Apple (AAPL) will announce its Q1 2017 earnings on Tuesday afternoon, and everyone will look to see just how many iPhones the technology giant sold during the all-important holiday shopping season.
The iPhone is Apple’s biggest moneymaker. It’s the lifeblood of the Silicon Valley behemoth. And after declines in iPhone sales over the last three quarters, the biggest news will be whether Apple managed to turn those numbers around.
Last quarter, Apple sold 5.2% fewer iPhones than in Q4 2015. Seeing an improvement in Q1 2017 could prove especially difficult, as Q1 2016 was the company’s best quarter ever with all-time record iPhone sales.

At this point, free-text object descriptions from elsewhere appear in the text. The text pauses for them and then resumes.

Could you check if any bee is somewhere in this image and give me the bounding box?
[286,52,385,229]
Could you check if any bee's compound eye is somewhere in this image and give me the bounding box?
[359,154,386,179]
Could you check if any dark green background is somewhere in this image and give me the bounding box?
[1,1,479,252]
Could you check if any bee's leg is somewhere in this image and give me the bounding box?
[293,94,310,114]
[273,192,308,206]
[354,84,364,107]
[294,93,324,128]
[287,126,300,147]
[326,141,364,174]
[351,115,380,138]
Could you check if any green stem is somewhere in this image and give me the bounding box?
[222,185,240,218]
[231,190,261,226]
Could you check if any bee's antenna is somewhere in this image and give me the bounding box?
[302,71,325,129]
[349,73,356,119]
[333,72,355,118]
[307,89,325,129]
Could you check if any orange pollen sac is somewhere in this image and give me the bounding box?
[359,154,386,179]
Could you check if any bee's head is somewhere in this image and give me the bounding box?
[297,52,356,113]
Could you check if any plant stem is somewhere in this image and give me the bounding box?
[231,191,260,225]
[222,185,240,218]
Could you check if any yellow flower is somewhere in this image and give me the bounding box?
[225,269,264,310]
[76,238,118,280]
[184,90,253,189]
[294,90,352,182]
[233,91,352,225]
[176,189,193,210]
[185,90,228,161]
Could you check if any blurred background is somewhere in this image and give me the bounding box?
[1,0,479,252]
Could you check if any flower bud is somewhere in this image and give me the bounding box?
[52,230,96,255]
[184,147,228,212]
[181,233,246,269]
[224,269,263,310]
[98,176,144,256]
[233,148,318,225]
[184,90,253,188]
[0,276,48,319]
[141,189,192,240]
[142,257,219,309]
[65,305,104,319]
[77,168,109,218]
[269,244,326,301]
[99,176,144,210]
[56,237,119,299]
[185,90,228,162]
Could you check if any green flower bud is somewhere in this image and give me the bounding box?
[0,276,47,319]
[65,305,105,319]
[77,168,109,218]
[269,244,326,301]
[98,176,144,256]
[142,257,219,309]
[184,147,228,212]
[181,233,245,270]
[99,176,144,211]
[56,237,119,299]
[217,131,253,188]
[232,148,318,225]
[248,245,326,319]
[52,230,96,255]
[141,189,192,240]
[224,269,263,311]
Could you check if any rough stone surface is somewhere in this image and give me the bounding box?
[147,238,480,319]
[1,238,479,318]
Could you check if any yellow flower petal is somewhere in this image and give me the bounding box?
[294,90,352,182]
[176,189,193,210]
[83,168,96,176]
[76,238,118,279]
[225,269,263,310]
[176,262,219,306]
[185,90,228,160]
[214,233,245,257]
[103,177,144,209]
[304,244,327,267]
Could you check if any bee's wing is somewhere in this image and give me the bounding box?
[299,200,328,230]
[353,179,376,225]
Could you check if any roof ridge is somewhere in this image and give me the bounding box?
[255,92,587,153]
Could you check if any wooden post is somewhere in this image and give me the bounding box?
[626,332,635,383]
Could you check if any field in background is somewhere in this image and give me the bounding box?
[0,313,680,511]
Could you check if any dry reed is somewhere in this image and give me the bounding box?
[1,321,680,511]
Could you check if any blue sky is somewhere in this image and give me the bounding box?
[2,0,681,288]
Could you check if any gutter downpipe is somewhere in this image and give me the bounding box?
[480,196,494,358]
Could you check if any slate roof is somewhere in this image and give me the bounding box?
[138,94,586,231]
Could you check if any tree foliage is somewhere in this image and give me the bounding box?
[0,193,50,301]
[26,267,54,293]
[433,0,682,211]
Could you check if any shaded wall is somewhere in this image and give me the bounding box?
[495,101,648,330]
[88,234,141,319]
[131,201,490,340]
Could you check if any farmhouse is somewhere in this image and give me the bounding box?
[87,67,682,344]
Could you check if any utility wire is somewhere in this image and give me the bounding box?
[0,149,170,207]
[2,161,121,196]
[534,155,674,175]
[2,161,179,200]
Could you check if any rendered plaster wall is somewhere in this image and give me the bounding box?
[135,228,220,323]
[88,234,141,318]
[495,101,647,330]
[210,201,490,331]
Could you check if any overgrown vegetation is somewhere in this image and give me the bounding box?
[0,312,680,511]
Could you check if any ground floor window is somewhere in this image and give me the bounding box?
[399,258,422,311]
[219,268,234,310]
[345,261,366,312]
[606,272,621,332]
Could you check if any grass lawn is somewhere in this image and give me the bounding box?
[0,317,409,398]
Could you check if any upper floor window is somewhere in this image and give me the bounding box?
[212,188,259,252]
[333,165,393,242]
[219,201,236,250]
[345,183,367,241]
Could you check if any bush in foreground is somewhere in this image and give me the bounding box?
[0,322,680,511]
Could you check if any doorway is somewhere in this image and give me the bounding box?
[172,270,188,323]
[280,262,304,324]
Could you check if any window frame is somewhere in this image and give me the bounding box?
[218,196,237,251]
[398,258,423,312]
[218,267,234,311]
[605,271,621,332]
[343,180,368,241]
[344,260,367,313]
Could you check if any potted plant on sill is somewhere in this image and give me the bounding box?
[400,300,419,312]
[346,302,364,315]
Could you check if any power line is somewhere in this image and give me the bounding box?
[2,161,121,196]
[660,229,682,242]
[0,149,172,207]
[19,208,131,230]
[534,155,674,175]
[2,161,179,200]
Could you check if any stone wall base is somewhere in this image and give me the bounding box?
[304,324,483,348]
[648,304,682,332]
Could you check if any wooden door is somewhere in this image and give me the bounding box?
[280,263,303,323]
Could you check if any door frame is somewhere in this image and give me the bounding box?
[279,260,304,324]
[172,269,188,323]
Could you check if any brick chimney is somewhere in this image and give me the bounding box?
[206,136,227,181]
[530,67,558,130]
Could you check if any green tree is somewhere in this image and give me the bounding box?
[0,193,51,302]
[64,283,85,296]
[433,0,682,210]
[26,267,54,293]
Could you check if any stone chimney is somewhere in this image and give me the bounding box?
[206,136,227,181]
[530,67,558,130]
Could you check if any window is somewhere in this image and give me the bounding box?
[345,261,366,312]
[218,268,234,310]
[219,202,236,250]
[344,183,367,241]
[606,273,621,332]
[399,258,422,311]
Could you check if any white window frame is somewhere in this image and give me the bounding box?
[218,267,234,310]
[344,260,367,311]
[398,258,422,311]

It doesn’t help that Apple’s iPhone 7 and 7 Plus weren’t all that different from the company’s iPhone 6s and 6s Plus in terms of design and overall functionality. The biggest change was the iPhone 7 Plus’ new dual-lens camera, which could have driven more users to opt for the pricier handset versus its less expensive, and smaller, sibling.
Outside of overall iPhone sales, it’ll be important to watch the handset’s average selling price, or ASP. The average selling price tells you exactly what it sounds like — the average selling price for each iPhone that consumers purchased.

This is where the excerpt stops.